ESCRITO POR DÉBORA F. CALHEIROS |
QUI, 31 DE JANEIRO DE 2013 |
Diante da cegueira, inércia, omissão e conivência coletivas e deliberadas em relação a todo o absurdo processo de revisão do Código Florestal, que recebeu até a denominação de “novo” (embora de novo não tenha nada, já que é tecnicamente e legalmente retrógrado...) e chegou a ser aprovado como lei (Lei 12.651/2012), alguém agiu com o profissionalismo que se espera pelo posto que ocupa: a Procuradora-Geral da República em exercício, Sra. Sandra Cureau.
“O processo legislativo foi dominado por propostas que tinham como pano de fundo um único objetivo: desonerar os proprietários rurais dos deveres referentes à proteção das florestas e, ainda, ‘anistiar’ ilegalidades antes cometidas”, avaliou a Procuradora (1), questionando a constitucionalidade do texto sancionado.
Tudo que afrontosamente tivemos o desprazer de acompanhar neste vergonhoso drama kafkaniano e freyriniano, sob pressão direta e indireta de apenas um setor da sociedade, o setor do agronegócio, o mais interessado economicamente em sua aprovação... Foi uma clara afronta à nossa Leia Magna, que deveria ser seguida à risca por todos, em especial os do poder público, mas contou com chancela presidencial.
Afronta ao Artigo Constitucional 225, a tudo que se possa imaginar em termos de embasamento técnico, às políticas públicas nacionais e internacionais e à Política Nacional de Meio Ambiente e de Recursos Hídricos e legislação vigentes, sem falar nos aspectos ético e moral.

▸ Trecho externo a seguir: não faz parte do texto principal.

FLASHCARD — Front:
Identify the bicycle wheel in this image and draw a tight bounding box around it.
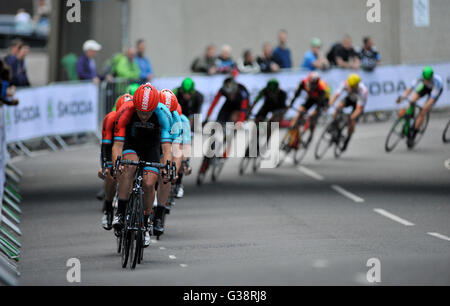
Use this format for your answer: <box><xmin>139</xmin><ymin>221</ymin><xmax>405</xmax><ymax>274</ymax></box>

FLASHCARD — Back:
<box><xmin>211</xmin><ymin>158</ymin><xmax>225</xmax><ymax>182</ymax></box>
<box><xmin>252</xmin><ymin>156</ymin><xmax>261</xmax><ymax>173</ymax></box>
<box><xmin>443</xmin><ymin>120</ymin><xmax>450</xmax><ymax>143</ymax></box>
<box><xmin>412</xmin><ymin>105</ymin><xmax>429</xmax><ymax>147</ymax></box>
<box><xmin>196</xmin><ymin>158</ymin><xmax>209</xmax><ymax>186</ymax></box>
<box><xmin>239</xmin><ymin>157</ymin><xmax>252</xmax><ymax>176</ymax></box>
<box><xmin>334</xmin><ymin>123</ymin><xmax>349</xmax><ymax>159</ymax></box>
<box><xmin>121</xmin><ymin>230</ymin><xmax>131</xmax><ymax>268</ymax></box>
<box><xmin>385</xmin><ymin>116</ymin><xmax>407</xmax><ymax>152</ymax></box>
<box><xmin>130</xmin><ymin>230</ymin><xmax>143</xmax><ymax>269</ymax></box>
<box><xmin>294</xmin><ymin>128</ymin><xmax>312</xmax><ymax>165</ymax></box>
<box><xmin>314</xmin><ymin>124</ymin><xmax>333</xmax><ymax>160</ymax></box>
<box><xmin>277</xmin><ymin>130</ymin><xmax>293</xmax><ymax>167</ymax></box>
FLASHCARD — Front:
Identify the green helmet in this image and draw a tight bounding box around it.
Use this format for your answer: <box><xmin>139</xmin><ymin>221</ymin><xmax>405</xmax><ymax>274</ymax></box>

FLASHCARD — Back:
<box><xmin>267</xmin><ymin>79</ymin><xmax>279</xmax><ymax>91</ymax></box>
<box><xmin>422</xmin><ymin>66</ymin><xmax>434</xmax><ymax>80</ymax></box>
<box><xmin>126</xmin><ymin>83</ymin><xmax>140</xmax><ymax>96</ymax></box>
<box><xmin>181</xmin><ymin>78</ymin><xmax>195</xmax><ymax>94</ymax></box>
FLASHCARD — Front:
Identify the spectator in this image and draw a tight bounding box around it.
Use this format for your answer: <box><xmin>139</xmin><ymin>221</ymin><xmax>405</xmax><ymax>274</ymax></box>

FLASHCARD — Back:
<box><xmin>237</xmin><ymin>49</ymin><xmax>260</xmax><ymax>74</ymax></box>
<box><xmin>135</xmin><ymin>39</ymin><xmax>153</xmax><ymax>83</ymax></box>
<box><xmin>359</xmin><ymin>36</ymin><xmax>381</xmax><ymax>72</ymax></box>
<box><xmin>115</xmin><ymin>47</ymin><xmax>140</xmax><ymax>80</ymax></box>
<box><xmin>77</xmin><ymin>40</ymin><xmax>102</xmax><ymax>84</ymax></box>
<box><xmin>4</xmin><ymin>39</ymin><xmax>23</xmax><ymax>67</ymax></box>
<box><xmin>14</xmin><ymin>9</ymin><xmax>33</xmax><ymax>34</ymax></box>
<box><xmin>215</xmin><ymin>45</ymin><xmax>236</xmax><ymax>74</ymax></box>
<box><xmin>301</xmin><ymin>38</ymin><xmax>330</xmax><ymax>71</ymax></box>
<box><xmin>191</xmin><ymin>44</ymin><xmax>217</xmax><ymax>75</ymax></box>
<box><xmin>257</xmin><ymin>43</ymin><xmax>280</xmax><ymax>73</ymax></box>
<box><xmin>8</xmin><ymin>43</ymin><xmax>30</xmax><ymax>87</ymax></box>
<box><xmin>33</xmin><ymin>0</ymin><xmax>51</xmax><ymax>36</ymax></box>
<box><xmin>0</xmin><ymin>60</ymin><xmax>18</xmax><ymax>105</ymax></box>
<box><xmin>327</xmin><ymin>35</ymin><xmax>360</xmax><ymax>69</ymax></box>
<box><xmin>273</xmin><ymin>30</ymin><xmax>292</xmax><ymax>69</ymax></box>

O Código Florestal original não era perfeito, mas, ao menos, tinha bom senso e era técnico.
Uma afronta também aos cientistas de instituições de renome como USP/ESALQ, UNESP, UNICAMP, UFRJ, INPA, INPE, UFMT, UnB, UNIFESP (2), entre várias outras, além da Sociedade Brasileira para o Progresso da Ciência (SBPC) e a Academia Brasileira de Ciências (ABC). Até mesmo a Embrapa, considerada como referência pelo próprio setor ruralista, embora tenha se omitido deliberadamente do debate público e censurado funcionários, tem – como era de se esperar, dada a qualidade de seu corpo técnico – inúmeras publicações (3) de qualidade sobre o tema.
Uma afronta à Ciência, com “C” maiúsculo, com rigor técnico e comprometimento com o bem público. Desrespeitados foram também os brasileiros que se manifestaram contrariamente nas ruas e nas redes sociais através de cerca de 3 milhões de assinaturas entregues oficialmente à presidente nas diferentes campanhas do “VETA DILMA!”.
Tudo absurdamente ignorado: leis, políticas públicas, ciência, bom senso e opinião pública. Entretanto, cede-se vergonhosamente às pressões políticas de um setor que tem sido historicamente um dos mais privilegiados deste país e com grande participação e responsabilidade no nível de degradação ambiental e social na área rural – obviamente, com conivência e omissão de órgãos públicos.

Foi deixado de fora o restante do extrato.